Todos os recursos médicos e financeiros seriam postos à disposição da gestante pelos poderes públicos, inclusive a certeza de que será proporcionada à criança uma adoção adequada, caso a mãe decida não ficar com ela. Poderia ser concedida também à futura mamãe uma jornada de reflexão de alguns dias ou semanas, para que possa pensar maduramente sobre o assunto e evitar arrependimentos posteriores. Mas a decisão final caberá sempre a ela, que é senhora do seu destino e responsável (perante Deus e sua consciência) pelo destino do embrião, e, qualquer que seja essa decisão, deve ser respeitada e a mulher tratada com o mesmo carinho que é devido a uma irmã nossa, muito querida.
A vida é uma grande guerra, constituída de muitas batalhas. Às vezes é preciso perder algumas batalhas para não perder a guerra. Se num primeiro round conseguirmos salvar todas as mulheres que queiram abortar, proporcionando-lhes uma assistência médica qualificada, teremos ganhado uma batalha, embora tenhamos perdido outra, ou seja, as sementes de vida que abrolhavam em seu seio. Mas isso nos dará tempo para trabalhar as mentes e corações da sociedade, dos pais e futuras mães, sensibilizando-os para a sacralidade do ser humano.

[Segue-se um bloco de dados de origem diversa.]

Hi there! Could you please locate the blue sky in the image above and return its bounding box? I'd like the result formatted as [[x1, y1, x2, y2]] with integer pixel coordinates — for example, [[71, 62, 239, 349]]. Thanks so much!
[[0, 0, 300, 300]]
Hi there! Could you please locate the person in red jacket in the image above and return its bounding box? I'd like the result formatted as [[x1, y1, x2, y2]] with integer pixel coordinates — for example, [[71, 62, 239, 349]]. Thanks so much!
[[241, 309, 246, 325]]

Talvez no ano seguinte consigamos salvar novamente todas as mães e, quem sabe, um terço dos nascituros. Nos anos posteriores, salvaremos metade dos embriões; depois, três-quartos; e, finalmente, após talvez uma década de trabalho persuasivo e fraterno, a sua totalidade. Por essa projeção, realista e factível, se houver uma forte polarização nacional em torno do tema, em uma década o Brasil poderá apagar de sua consciência o estigma do aborto.

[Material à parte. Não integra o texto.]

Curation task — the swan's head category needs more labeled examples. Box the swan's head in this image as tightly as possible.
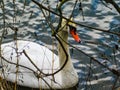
[61,19,81,43]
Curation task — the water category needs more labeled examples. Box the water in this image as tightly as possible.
[0,0,120,90]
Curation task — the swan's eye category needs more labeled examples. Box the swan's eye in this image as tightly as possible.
[69,25,81,43]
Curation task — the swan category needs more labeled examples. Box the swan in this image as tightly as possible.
[0,19,80,89]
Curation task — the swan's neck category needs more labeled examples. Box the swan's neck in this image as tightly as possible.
[58,30,73,70]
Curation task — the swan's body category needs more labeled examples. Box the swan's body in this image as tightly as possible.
[0,19,78,89]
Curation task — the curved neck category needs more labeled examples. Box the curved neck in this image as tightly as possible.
[58,30,72,70]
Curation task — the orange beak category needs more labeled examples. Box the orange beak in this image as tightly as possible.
[69,25,81,43]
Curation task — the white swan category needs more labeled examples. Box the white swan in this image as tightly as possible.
[0,20,78,89]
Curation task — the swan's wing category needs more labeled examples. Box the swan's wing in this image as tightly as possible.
[0,41,59,87]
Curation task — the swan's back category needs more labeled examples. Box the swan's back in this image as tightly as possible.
[0,40,59,88]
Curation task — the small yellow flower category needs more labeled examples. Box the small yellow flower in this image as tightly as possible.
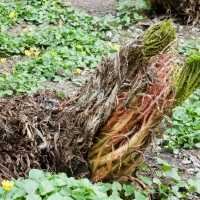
[51,1,56,6]
[108,42,112,47]
[24,50,31,56]
[76,68,82,74]
[114,44,119,51]
[9,12,15,18]
[81,51,86,55]
[23,28,29,33]
[1,180,14,191]
[30,47,35,51]
[51,51,57,56]
[34,51,40,56]
[58,20,63,25]
[1,58,7,63]
[5,72,10,76]
[76,45,82,49]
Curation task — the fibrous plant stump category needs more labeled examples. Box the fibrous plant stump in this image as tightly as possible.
[0,21,198,181]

Estamos hoje, portanto, diante de dois caminhos:
– primeiro, perder a cada ano 10.000 mulheres e 10.000 nascituros, sabendo que essas filhas de Deus, irmãs que o sentimento cristão nos manda amar, serão “operadas” em locais imundos e terão o santuário de seus úteros – o sagrado ninho da vida – espetados e escarafunchados com facas, tesouras, agulhas de tricô e outros instrumentos pontiagudos, além da perfuração dos órgãos adjacentes; ou
– segundo, optar por perder, num primeiro round, 10.000 embriões (mas salvar 10.000 mulheres), sabendo que nos anos seguintes essa perda pode ir diminuindo, à proporção que forem chegando a mais corações e mentes, nos lares do Brasil, a brisa benfazeja e salvadora da mudança cultural, da educação moral e do esclarecimento espiritual, assoprada pelos defensores da vida, integrantes dos âmbitos leigos, religiosos e estatais.
Além disso, outras estratégias podem ser reforçadas, como ampliar o acesso à educação sexual; garantir métodos contraceptivos de longa duração, como DIU e implantes hormonais; disponibilizar a pílula anticoncepcional e a pílula do dia seguinte (que provoca uma espécie de aborto químico, porque impede o ovo de fixar-se no útero). Eu não posso falar por Deus, mas tenho certeza de que, se Ele pudesse manifestar-se como homem, escolheria a opção que salvasse mais vidas.
Quanto ao carma do Brasil aumentar com a decisão do STF, penso que nossa Corte Suprema, antecipando-se ao futuro, optou de forma legal e também leigal pelo mal menor. E ao fazer essa opção, sobrepôs-se à controvérsia social sobre o tema e agiu como o jesuíta: trocou o fusível.